Jersey Democrats celebrate labor, court votes
Some of New Jersey’s top Democrats said Friday that organized labor is under assault across the country, even as the movement has gained considerable clout in Trenton. “We’re under attack, and this country has gone backward as we’ve seen labor go backward,” State Senate President Stephen Sweeney (D., Gloucester) said in a speech at an annual AFL-CIO gathering in Collingswood in advance of Labor Day.
To help reverse the trend, he said, New Jersey needs to send State Sen. Donald Norcross to Congress and reelect U.S. Sen. Cory A. Booker.
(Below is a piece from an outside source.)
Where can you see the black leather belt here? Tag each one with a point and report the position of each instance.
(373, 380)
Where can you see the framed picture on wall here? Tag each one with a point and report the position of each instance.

“I know we’re going to elect Donald. But we have to elect Cory Booker,” Sweeney said, as Norcross and Booker looked on from the audience of a couple hundred labor leaders, elected officials, and others.
“We’re at war in the U.S. Senate right now. We could lose the United States Senate to Republicans,” who must win six seats in November to gain control of the chamber. “Half the country is right-to-work right now. Where do you think we go?” he said.
According to the National Conference of State Legislatures, 24 states and Guam have adopted so-called right-to-work laws, which forbid labor unions from requiring workers to become members in order to get or keep a job.
Sweeney said the reason labor has done well in New Jersey is that it turns out voters: 75 percent of the members in his union, the International Association of Ironworkers, are registered to vote.
But he said he expected only 34 percent of his members to vote in the midterm election in November.
“What’s wrong with that? Why are we in trouble? Because we’re giving up our rights. We’re walking away from what we have the God-given right to do: to vote,” Sweeney said.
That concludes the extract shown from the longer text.